From Elements of Abstract Algebra question 46$\beta$:
Show that a subgroup H of a group G is normal if and only if ab $\in$ H implies $a^{-1}b^{-1}\in$ H for any elements a,b $\in$ G
Showing left to right is easy: Let H be normal and choose ab $\in$ H. Conjugate by $b^{-1}$ then by $a^{-1}$ and you get $a^{-1}b^{-1}\in$ H
Not sure how to go other direction: Suppose ab $\in$ H implies $a^{-1}b^{-1}\in$ H for any elements a,b $\in$ G and choose $h \in H$ and $g \in G$. Need to show $ghg^{-1} \in H$, but not sure how to proceed. Would appreciate if someone could provide a clue. Can I assume $gh \in H$ and therefore $g^{-1}h^{-1} \in H$? Would that even help?

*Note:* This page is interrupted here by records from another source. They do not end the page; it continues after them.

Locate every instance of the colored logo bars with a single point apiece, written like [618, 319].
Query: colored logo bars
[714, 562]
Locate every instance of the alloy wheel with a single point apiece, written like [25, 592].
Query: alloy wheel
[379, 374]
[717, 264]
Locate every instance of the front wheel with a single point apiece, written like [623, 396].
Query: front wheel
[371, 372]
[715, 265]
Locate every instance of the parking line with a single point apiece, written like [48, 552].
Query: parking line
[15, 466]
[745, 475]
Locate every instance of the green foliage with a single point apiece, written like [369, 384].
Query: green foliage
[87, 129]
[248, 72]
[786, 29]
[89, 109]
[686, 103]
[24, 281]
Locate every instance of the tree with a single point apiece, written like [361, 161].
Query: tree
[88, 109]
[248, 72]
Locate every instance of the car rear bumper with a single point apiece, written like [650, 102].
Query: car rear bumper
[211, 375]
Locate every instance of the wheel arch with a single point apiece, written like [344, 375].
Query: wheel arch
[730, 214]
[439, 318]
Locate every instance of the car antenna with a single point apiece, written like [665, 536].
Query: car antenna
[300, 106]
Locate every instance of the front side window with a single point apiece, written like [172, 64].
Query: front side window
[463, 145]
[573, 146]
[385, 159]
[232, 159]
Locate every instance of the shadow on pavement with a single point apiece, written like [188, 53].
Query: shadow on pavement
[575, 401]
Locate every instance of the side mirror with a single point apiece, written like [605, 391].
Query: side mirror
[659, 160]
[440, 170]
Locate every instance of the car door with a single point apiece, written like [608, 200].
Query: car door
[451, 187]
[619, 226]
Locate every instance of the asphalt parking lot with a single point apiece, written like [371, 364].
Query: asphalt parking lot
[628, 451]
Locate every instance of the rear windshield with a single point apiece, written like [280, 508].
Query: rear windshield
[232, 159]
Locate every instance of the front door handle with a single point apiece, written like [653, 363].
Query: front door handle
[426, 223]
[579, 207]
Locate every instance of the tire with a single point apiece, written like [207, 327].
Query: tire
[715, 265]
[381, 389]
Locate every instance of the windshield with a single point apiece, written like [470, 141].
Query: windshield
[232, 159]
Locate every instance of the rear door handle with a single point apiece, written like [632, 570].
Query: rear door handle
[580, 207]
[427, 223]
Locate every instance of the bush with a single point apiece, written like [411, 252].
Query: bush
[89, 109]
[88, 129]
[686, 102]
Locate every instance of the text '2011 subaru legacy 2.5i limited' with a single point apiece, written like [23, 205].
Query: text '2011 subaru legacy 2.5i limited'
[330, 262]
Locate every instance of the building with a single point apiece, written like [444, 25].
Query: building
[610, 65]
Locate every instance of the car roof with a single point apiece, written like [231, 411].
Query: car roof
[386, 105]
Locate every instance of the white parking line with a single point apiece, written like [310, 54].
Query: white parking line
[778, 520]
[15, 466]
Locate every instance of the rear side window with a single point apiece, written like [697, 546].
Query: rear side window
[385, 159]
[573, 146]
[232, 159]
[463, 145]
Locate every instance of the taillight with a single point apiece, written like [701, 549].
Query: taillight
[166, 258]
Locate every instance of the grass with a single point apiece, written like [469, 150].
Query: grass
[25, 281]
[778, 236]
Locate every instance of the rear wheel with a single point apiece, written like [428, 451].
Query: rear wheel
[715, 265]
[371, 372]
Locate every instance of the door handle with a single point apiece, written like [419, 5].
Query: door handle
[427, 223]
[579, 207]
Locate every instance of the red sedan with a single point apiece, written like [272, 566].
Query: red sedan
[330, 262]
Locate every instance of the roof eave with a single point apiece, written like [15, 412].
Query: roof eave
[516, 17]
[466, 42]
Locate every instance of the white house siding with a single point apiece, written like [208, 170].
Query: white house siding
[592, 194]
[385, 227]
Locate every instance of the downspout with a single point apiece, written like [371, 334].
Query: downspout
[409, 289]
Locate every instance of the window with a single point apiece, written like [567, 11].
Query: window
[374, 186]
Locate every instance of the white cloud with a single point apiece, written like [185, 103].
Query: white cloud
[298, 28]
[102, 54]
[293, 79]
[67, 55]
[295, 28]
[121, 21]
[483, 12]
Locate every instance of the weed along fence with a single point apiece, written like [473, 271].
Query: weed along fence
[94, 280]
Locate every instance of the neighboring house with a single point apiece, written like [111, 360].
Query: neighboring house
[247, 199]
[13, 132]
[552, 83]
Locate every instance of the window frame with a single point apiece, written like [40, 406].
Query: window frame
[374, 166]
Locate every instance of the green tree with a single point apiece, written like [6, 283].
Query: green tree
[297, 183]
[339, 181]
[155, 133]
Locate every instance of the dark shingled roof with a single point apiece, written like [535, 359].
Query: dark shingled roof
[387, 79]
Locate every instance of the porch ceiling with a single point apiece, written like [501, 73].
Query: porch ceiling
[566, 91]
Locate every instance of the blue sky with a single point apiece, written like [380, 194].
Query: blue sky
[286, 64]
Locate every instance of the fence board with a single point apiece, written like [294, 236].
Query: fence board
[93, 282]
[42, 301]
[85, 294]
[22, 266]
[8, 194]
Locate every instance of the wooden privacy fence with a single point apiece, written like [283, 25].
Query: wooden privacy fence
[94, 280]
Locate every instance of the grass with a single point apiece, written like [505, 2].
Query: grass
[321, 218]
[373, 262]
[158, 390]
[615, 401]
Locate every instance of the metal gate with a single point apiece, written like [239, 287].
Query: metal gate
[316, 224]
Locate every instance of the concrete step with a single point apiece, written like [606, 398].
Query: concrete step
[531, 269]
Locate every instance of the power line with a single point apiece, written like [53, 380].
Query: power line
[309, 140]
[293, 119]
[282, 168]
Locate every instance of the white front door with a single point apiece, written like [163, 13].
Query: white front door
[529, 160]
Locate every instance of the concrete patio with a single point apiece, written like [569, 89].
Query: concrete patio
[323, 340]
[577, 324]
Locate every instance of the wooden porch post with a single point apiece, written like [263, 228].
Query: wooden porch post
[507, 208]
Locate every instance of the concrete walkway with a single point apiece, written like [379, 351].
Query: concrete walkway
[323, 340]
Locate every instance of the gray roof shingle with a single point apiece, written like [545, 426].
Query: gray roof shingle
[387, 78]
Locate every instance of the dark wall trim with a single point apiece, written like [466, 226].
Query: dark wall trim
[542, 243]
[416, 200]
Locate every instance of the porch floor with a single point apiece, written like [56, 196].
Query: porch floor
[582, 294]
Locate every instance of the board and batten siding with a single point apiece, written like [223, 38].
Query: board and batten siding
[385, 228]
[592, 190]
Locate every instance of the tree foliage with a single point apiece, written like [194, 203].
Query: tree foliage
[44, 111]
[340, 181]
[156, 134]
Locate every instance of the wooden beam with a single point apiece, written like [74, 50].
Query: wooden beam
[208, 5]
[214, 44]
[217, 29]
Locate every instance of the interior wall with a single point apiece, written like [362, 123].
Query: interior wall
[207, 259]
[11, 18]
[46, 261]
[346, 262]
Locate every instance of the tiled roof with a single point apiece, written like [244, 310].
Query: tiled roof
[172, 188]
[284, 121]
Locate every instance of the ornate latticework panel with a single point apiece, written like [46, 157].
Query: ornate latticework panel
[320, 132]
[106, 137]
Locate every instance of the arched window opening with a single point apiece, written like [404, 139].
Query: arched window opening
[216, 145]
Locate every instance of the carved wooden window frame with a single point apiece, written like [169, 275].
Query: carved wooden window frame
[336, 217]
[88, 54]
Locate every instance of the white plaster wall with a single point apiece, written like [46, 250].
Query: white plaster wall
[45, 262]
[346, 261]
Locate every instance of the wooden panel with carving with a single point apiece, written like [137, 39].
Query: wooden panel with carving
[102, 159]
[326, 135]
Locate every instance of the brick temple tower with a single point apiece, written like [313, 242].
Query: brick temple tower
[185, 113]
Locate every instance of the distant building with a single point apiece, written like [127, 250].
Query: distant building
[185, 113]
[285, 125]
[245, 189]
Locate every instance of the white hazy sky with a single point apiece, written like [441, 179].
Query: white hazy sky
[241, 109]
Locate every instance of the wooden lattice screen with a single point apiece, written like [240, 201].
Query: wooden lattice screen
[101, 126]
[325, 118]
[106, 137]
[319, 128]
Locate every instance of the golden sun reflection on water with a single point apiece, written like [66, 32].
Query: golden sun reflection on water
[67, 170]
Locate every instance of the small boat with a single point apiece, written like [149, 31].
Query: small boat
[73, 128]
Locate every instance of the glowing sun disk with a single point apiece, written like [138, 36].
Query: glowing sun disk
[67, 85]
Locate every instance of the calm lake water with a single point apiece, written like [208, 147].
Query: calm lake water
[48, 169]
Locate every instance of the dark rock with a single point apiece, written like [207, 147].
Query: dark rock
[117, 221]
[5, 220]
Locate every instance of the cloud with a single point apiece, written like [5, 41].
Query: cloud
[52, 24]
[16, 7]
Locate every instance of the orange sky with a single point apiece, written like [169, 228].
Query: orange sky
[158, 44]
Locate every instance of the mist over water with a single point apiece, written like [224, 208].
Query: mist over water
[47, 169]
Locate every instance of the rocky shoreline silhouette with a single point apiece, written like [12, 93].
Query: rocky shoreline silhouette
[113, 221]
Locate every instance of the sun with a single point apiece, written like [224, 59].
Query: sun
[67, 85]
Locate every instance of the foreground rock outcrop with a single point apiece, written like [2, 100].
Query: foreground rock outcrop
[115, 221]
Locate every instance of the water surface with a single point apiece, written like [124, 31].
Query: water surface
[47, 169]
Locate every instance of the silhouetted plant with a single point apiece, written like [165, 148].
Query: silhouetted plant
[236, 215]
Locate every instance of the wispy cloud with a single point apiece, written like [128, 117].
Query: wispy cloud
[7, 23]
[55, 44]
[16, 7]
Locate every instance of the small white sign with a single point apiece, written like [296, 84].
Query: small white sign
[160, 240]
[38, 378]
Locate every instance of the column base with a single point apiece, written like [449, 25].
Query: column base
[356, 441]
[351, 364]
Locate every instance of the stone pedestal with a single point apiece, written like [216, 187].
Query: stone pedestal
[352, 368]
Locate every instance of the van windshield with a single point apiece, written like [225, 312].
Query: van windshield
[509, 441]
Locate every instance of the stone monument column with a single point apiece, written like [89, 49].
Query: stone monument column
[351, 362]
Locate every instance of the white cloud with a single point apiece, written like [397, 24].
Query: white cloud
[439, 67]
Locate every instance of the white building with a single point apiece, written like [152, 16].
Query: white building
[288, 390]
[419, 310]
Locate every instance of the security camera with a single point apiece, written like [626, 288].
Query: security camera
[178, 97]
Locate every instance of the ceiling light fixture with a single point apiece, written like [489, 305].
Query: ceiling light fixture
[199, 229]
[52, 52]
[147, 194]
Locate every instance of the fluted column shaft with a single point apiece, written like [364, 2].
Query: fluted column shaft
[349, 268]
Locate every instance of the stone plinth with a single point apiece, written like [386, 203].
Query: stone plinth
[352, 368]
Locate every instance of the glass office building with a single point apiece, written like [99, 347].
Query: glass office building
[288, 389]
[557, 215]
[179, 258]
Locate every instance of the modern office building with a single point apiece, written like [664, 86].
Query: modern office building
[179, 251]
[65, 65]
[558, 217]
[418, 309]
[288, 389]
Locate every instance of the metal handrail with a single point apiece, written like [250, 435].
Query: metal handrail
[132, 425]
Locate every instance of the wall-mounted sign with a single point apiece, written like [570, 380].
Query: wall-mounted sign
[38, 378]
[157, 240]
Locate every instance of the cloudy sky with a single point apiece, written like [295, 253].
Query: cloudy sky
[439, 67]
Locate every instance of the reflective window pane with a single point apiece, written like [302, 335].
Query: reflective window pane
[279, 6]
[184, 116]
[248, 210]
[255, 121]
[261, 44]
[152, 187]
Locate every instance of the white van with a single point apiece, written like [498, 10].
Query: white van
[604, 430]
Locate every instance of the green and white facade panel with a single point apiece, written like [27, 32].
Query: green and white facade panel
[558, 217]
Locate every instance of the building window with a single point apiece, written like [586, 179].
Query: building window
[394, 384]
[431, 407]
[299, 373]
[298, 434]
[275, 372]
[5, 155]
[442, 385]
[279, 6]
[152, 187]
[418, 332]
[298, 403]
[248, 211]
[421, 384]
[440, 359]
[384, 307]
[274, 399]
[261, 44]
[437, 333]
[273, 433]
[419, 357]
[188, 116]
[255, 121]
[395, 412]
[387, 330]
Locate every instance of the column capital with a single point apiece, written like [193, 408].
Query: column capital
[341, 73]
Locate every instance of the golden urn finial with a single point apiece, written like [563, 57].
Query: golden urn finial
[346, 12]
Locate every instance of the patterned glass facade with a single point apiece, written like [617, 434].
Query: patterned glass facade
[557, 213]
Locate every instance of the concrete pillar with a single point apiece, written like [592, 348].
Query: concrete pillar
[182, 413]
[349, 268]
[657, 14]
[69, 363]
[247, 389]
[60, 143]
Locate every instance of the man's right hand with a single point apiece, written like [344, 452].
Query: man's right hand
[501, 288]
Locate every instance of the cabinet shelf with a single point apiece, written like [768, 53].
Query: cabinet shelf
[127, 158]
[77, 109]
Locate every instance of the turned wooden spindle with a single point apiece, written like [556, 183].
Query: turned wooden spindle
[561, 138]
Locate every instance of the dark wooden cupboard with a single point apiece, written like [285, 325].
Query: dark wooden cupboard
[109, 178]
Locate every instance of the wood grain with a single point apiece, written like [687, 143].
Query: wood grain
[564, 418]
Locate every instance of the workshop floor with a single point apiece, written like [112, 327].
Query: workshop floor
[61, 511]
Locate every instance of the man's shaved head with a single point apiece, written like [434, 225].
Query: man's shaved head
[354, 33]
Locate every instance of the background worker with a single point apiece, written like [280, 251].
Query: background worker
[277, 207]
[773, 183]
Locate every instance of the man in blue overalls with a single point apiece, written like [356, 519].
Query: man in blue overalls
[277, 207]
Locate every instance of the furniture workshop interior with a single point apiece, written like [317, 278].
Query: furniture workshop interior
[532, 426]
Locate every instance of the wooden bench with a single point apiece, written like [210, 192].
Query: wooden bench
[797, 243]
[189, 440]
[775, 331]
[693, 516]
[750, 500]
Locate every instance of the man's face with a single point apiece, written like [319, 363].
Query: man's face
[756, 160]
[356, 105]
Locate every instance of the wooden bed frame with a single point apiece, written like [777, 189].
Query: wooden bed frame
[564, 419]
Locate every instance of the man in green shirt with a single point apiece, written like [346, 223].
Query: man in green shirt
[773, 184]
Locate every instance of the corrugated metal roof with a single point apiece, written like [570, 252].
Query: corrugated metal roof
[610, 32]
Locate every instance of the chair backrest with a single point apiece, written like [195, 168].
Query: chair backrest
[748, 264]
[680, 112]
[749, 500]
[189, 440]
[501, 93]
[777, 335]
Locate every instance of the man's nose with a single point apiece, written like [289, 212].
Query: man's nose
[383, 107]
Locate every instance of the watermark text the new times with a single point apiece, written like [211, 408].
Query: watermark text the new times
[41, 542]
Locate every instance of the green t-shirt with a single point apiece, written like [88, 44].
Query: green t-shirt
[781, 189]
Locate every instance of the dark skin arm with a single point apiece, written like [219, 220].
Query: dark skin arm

Note: There are other answers on forum showing that normality implies $ab \in H \therefore ba \in H$. Clearly if you prove this the above is a simple consequence. I was hoping to prove directly.
Suppose that $H$ is not normal. There are are then a $h\in H$ and a $g\in G$ such that $g^{-1}hg\notin H$. Notice that $g.(g^{-1}h)=h\in H$. But $g^{-1}.(g^{-1}h)^{-1}=g^{-1}h^{-1}g=(g^{-1}hg)^{-1}\notin H$.